On the eve of Election Day, federal, state, and local officials expressed their confidence in the integrity of the country’s electoral systems. However, they said they were prepared to deal with what they see as an unprecedented level of foreign disinformation – especially from Russia and Iran – as well as the possibility of physical violence or cyber-attacks.

U.S. presidential and vice presidential candidates, Democratic Vice President Kamala Harris and Minnesota Governor Tim Walz, and former Republican President Donald Trump and Ohio Republican Senator JD Vance, are pictured on part of a mail-in ballot.
U.S. presidential and vice presidential candidates Democratic Vice President Kamala Harris and Minnesota Gov. Tim Walz, and Republicans former President Donald Trump and Sen. JD Vance, R-Ohio, are seen on part of a mail-in ballot in New York on Sunday, Nov. 3, 2024. (AP Photo/Patrick Sison)

Both parties have armies of lawyers in anticipation of legal challenges on and after Election Day. And law enforcement across the country is on high alert for possible violence.

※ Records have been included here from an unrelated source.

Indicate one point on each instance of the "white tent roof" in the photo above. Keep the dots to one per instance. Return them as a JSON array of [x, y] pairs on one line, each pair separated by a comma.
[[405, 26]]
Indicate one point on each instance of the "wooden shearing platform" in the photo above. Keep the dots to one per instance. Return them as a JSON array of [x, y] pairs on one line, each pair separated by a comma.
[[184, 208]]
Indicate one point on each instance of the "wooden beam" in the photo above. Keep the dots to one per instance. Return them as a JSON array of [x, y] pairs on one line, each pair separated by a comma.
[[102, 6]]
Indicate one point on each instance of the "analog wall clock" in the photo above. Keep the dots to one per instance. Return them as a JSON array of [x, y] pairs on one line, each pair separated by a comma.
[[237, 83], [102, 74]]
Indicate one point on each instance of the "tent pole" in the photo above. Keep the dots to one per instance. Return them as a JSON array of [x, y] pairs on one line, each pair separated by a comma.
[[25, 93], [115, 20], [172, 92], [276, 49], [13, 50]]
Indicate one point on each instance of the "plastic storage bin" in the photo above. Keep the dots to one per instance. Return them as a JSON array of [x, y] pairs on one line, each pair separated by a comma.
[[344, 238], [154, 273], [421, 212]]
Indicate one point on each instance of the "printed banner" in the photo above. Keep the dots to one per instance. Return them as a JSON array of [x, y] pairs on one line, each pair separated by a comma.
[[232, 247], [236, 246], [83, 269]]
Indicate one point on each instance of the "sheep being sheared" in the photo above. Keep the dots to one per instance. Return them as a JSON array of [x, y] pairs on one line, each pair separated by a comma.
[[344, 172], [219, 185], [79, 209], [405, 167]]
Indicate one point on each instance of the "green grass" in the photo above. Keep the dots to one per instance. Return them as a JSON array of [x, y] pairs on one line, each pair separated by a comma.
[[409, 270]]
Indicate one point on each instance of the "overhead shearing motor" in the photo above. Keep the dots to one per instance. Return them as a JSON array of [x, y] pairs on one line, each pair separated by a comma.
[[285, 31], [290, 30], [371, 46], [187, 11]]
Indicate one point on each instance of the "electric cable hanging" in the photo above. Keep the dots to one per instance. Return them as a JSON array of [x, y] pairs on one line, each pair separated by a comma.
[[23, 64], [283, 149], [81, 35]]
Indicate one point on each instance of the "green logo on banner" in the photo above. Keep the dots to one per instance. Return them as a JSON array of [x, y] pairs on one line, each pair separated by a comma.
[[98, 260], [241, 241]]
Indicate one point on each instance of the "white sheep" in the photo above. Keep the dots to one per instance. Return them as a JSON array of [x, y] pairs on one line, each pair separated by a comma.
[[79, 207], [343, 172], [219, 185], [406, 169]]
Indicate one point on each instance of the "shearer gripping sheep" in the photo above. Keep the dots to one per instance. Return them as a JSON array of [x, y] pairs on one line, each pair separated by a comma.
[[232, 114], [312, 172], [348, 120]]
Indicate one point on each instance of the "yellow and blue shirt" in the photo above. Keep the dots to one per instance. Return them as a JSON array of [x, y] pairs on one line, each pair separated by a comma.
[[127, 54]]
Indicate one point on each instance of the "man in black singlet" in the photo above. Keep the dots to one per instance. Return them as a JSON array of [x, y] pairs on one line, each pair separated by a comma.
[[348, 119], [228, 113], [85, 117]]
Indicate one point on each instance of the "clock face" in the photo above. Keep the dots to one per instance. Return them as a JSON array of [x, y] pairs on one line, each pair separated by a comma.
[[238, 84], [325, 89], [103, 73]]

The future of U.S. support for Ukraine, America’s fidelity to its global alliances, and the nation’s commitment to stand up to autocrats hang in the balance.

Harris has pledged to continue to support Kiev’s defense against Russia’s full-scale invasion in 2022. Trump has harshly criticized Ukraine, commended Russian President Vladimir Putin and suggested that would encourage Russia to attack NATO allies. of the U.S. that Trump considers criminals.

Voters across the country were also deciding thousands of other races that will decide everything from control of Congress to state ballot measures on abortion access.

More than 82 million people voted early – shy of the record set during the 2020 pandemic, when Trump encouraged Republicans to just vote on Election Day. This time, he urged his voters to secure their ballots in advance, and they complied in droves.

Associated Press reporters Jill Colvin in Palm Beach, Florida, Darlene Superville and Eric Tucker in Washington, and Marc Levy in Allentown, Pennsylvania, contributed to this dispatch.